De hecho, todo el mundo está conmovido por la situación de estas ancianas, cuyas necesidades de jubilación estuvieron muy subfinanciadas durante años con la creencia de que siempre habría suficientes recién llegados para mantener a las hermanas mayores. Muchos ahora se encuentran en comunidades religiosas que parecen abocadas a la extinción, con pocos o inexistentes recién llegados y una edad promedio de alrededor de setenta años.
Mucha gente se pregunta cómo surgió esta situación. ¿A qué se debe un cambio tan desastroso en tan poco tiempo? ¿De quien es la culpa?
Hay dos explicaciones contrapuestas, resumidas en dos libros de periodistas experimentados: Double Crossed: Uncovering the Catholic Church's Betrayal of American Nuns (Doubleday, 2006) de Kenneth A. Briggs, ex editor de religión del New York Timesy Hermanas en crisis: el trágico desmoronamiento de las comunidades religiosas de mujeres (Nuestro visitante dominical, 1997) por Ann Carey, un veterano escritor de la prensa católica. Sus subtítulos indican el enorme abismo que los separa.

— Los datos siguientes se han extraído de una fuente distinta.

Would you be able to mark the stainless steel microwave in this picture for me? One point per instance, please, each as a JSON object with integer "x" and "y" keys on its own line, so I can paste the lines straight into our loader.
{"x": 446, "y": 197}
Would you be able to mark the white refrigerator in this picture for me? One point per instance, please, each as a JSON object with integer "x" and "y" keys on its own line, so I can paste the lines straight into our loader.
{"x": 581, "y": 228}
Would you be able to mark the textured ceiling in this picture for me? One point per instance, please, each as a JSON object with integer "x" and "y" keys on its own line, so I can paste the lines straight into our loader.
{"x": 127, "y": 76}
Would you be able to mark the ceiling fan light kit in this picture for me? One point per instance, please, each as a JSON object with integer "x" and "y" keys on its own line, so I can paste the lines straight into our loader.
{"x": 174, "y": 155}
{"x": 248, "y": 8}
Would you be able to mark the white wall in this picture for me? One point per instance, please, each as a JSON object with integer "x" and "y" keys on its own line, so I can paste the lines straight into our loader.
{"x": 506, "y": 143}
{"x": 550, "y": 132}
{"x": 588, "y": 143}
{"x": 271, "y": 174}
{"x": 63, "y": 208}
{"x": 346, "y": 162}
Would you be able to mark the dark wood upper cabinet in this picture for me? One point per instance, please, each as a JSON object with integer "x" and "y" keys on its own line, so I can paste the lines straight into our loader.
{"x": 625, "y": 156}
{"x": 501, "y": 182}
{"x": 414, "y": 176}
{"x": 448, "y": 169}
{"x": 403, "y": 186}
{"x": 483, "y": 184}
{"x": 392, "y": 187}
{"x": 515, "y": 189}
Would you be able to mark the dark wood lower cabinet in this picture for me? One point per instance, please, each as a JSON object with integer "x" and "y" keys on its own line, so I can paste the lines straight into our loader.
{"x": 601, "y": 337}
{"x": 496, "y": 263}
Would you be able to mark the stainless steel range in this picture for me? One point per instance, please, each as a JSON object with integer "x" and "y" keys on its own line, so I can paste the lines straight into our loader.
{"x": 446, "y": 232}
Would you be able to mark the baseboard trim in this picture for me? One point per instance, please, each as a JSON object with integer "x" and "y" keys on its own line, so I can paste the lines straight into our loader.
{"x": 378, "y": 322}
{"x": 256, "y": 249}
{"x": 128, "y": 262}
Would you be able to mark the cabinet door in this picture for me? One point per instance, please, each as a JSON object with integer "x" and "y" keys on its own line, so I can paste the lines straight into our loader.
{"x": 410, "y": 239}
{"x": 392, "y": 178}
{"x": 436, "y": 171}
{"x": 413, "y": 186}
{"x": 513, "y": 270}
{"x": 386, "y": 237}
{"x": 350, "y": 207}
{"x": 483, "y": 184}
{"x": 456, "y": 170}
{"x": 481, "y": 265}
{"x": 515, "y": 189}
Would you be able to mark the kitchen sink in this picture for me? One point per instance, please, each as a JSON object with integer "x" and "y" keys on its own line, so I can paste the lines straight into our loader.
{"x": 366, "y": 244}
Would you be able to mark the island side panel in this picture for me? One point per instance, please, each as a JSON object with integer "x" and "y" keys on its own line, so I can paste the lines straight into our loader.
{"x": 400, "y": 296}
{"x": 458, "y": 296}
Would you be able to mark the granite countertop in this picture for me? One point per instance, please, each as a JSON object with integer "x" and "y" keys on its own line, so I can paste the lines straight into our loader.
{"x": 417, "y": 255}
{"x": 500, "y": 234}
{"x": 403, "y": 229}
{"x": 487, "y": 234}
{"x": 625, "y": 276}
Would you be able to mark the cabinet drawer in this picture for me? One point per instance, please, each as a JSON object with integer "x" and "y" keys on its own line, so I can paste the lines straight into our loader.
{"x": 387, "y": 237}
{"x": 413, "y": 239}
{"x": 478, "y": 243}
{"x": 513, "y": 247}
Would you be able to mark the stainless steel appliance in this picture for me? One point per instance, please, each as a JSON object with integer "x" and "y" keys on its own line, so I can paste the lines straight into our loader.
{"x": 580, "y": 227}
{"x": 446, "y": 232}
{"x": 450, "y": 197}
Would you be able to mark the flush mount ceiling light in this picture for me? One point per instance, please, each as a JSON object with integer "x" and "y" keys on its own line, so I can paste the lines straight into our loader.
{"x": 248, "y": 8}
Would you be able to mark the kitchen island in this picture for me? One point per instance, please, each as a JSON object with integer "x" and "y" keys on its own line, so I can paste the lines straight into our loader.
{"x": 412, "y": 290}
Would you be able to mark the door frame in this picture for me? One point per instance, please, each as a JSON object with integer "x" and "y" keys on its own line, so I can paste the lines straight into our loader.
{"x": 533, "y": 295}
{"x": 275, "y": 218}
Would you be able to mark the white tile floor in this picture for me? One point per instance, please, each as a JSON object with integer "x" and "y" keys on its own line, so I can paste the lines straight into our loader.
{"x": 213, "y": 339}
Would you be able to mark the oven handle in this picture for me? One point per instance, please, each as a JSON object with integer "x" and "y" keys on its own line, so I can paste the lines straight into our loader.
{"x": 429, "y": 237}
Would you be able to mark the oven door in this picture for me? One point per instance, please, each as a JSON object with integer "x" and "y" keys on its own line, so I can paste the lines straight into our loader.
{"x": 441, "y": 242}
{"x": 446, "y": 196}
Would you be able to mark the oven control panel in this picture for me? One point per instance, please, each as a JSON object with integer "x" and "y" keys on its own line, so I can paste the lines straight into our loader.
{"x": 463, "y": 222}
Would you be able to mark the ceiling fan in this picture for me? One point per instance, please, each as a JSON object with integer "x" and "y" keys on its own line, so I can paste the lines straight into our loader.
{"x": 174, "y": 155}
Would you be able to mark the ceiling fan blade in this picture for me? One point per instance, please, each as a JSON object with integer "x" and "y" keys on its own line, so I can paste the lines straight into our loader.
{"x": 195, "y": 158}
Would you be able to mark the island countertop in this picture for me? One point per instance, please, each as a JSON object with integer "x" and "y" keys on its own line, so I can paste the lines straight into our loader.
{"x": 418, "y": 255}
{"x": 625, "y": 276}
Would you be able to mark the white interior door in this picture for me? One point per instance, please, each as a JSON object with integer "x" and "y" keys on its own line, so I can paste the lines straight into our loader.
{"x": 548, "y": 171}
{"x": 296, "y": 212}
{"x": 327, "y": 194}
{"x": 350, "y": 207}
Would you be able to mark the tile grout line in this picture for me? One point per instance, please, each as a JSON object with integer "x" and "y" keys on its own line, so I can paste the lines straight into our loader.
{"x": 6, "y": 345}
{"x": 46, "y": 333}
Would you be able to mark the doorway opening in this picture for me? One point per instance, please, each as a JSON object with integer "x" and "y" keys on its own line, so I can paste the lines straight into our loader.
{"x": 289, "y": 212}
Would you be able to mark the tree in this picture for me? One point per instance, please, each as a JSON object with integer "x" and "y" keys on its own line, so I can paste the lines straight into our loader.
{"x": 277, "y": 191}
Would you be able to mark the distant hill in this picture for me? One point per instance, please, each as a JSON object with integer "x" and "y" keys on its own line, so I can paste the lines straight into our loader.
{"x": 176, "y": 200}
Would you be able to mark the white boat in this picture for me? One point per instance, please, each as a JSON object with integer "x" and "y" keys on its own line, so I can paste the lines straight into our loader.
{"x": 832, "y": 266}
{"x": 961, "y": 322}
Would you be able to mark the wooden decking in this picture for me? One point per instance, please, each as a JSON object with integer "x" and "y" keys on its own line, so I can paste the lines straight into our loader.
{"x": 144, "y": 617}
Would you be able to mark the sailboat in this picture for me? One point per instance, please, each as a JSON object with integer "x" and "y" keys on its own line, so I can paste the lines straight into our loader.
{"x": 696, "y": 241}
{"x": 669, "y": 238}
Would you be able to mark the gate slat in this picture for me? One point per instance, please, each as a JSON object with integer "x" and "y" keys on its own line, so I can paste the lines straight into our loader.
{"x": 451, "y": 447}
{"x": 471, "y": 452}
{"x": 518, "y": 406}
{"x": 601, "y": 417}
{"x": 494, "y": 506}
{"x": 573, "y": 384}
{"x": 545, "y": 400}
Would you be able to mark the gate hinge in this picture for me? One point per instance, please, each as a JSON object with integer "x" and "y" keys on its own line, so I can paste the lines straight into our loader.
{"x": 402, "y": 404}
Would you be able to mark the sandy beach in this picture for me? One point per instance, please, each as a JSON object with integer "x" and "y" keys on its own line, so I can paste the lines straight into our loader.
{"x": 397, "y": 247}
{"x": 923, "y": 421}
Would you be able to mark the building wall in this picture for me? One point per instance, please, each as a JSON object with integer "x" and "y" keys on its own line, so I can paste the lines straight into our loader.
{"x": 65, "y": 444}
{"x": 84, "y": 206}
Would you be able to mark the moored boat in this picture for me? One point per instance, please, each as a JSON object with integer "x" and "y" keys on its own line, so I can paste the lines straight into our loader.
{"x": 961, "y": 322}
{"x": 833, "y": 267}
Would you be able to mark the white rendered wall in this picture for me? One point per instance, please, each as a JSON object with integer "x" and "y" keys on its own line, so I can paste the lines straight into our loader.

¿Traición o tragedia, o ambas?
¿Traicionado?
Briggs culpa directamente al Vaticano y a los obispos estadounidenses: una jerarquía reaccionaria compuesta exclusivamente por hombres decidida a mantener a las mujeres en su lugar. En esta historia, las líderes de los institutos religiosos femeninos asumen el papel de víctimas inocentes cuyo único error fue intentar renovar la vida religiosa según las prescripciones del Vaticano II. Se dice que, en su decreto de 1965 sobre la renovación de la vida religiosa (Perfectae Caritatis), el Concilio dio a las monjas un mandato para un cambio radical. Las religiosas de Estados Unidos trataron de cumplir bajo la guía de líderes progresistas y con visión de futuro. Pero en lugar de animarlos y apoyarlos, el Vaticano y los obispos, asustados por lo que había provocado el Vaticano II, pusieron obstáculos en su camino. Esta traición tuvo las tristes consecuencias que ahora enfrentamos. Briggs escribe:
Las hermanas, con su recién descubierta explosión de libertad, se toparon con clérigos que enfrentaban la desagradable perspectiva de perder el poder. Poco después de la renovación, el Vaticano entró en acción al plantear objeciones a algunas acciones tomadas por monjas estadounidenses y bloquear otras. Al final pareció que Roma había cambiado de opinión y quería dar marcha atrás a todo el proceso, dejando sólo unos pocos cambios externos. Para decirlo de manera poco delicada, las hermanas habían sido traicionadas.
Briggs se esfuerza por ser justo, pero su análisis es cuestionable. De hecho, revela el juego al admitir, unas líneas más adelante, que si las religiosas hubieran seguido su camino, “la disminución en su número podría no haber sido tan pronunciada ni tan rápida”. En otras palabras, incluso si el Vaticano y los obispos hubieran actuado de manera diferente, el declive podría no haber sido tan grave, pero habría ocurrido igual. Ésta es una base endeble para fundamentar la acusación de que una traición de la jerarquía fue responsable de una caída de dos tercios en el número de monjas estadounidenses durante los últimos cuarenta años.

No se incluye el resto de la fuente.